やがて、二人は身体を横たえ、ケンジは優しくマユミの髪を撫でた。
「ケン兄、今日は激しかった・・・・。」
「そうかな。イヤだったか?」
「ううん。あたしも燃えた。」
「そうか。よかった。」ケンジはマユミにキスをした。
「何かあったの?」
ケンジは少し考えてから言った。
「マユには隠さずに何でも言うことにする。」
「隠すようなこと?」
「いや、お前の気分を害するようなことかもしれない、ってとこかな。」
「言って。大丈夫。」
「実は今日アヤカにコクられた。」
「アヤカって、ケン兄の水泳部のマネージャーだよね。」
「そう。あいつだ。」
「すっごい美人だよね、アヤカさんって。それにスタイルも良くてセクシーだし。」
「何が言いたいんだ?マユ。」
「で?OKしたの?」
「するわけないだろ!」
「何で?だってアヤカさん、男子部員の憧れなんでしょ?あたしの学校の水泳部の男子も狙ってたよ、何人も。」
「お前、俺がアヤカとつき合ってもいいのかよ。」
「いや。」
「だろ?だったらあれこれ突っ込まないでくれ。」ケンジは少し赤くなった。
「ケン兄なら大丈夫だね。」マユミはケンジの逞しい胸に頬を寄せて目を閉じた。まだ収まりきれないケンジの鼓動を聞きながら、彼女は自分の身体の火照りがゆっくりと冷めていくのを待った。

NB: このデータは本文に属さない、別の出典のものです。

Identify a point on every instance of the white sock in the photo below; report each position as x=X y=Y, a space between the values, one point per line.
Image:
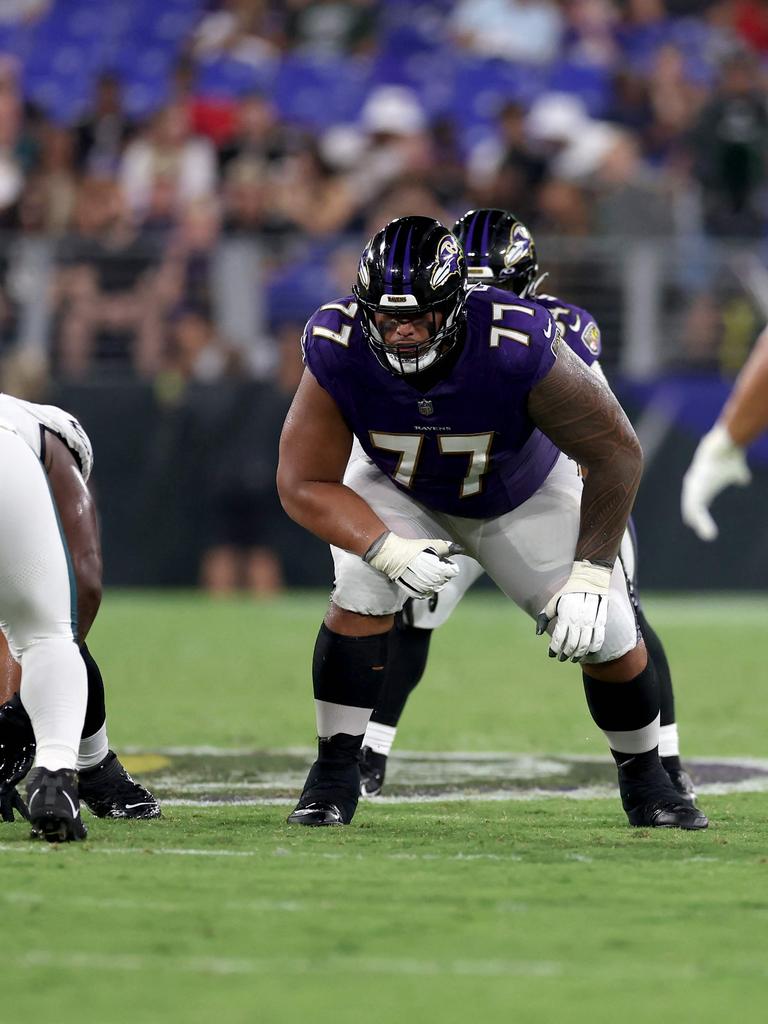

ケンジの学校の水泳部マネージャーの中でもひときわ目を引く存在がアヤカだった。そのルックスもさることながら、丈が短く小さなタンクトップの脇から見える形のいい乳房、裾からちらりとのぞくへそ、ぴったりと腰に張り付いた真っ赤なショートパンツ。男子部員の志気を昂揚させるには十分すぎる格好で、いつも練習の時に動き回っていた。頭も切れ、スケジュール管理も部員の健康管理も他のマネージャー陣の追随を許さなかった。
「アヤカ抱きてー!」
「お前にゃ無理だよ。高嶺の花ってやつさ。」
「高校生離れしてるよな、あいつのオーラ。」
「内緒だけどな、俺、あいつの写真持ってるぞ。」
「なにっ?!」
「時々それでヌいてる。」
「スケベ野郎め!」
そういう男子部員の会話が時々こそこそと繰り広げられる水泳部だった。
「そう言えば最近、アヤカってケンジに異様に絡んでないか?」
「俺もそう思う。モーションかけてるんかね?」
「だけどケンジ、全然そんな気なさそうだけど。」
「誰かとつき合ってんのか?あいつ。」
「そんな話も聞かないけどな。」
「学校では女っ気ないよな、ケンジ。」
「何人もの女子から狙われてるのに、よくまああそこまでストイックに振る舞えるもんだぜ。」
「ひょっとして、対象が、男?」
「も、もしそうだったら、俺たちヤツの餌食だぜ。」
「やめろよ、そんな想像。」
「ジョークだよ、ジョーク。」
「もう春の大会直前だが、海棠、お前どうしたんだ?」プールから上がったばかりのケンジに近づいてきたのは、水泳部の若いコーチだった。
「すいません。」
「何かあったのか?」
「いえ、フォームを少し変えてみたんです。」
「見てた。」コーチは腕を組んで言った。「うまくいけば記録は伸びるかもしれん。が、お前にそれが合ってるかどうかってのは、ある意味賭けだ。」
「ですよね。」
「それに、」コーチの声が真剣味を増した。「下手をすると筋肉を痛める。」
「え?」
「お前の腕の筋肉の付き方で、あのフォームには少し無理がある。」
「そうですか・・・。」
「向上心は認めるが、故障したらアウトだぞ。」
「・・・・・・。」
「大会直前だ。考え直せ。」
「・・・・・。」しばらくうつむいていたケンジは、顔を上げてコーチの目をまっすぐに見ながら言った。「明日までに答えを出します。」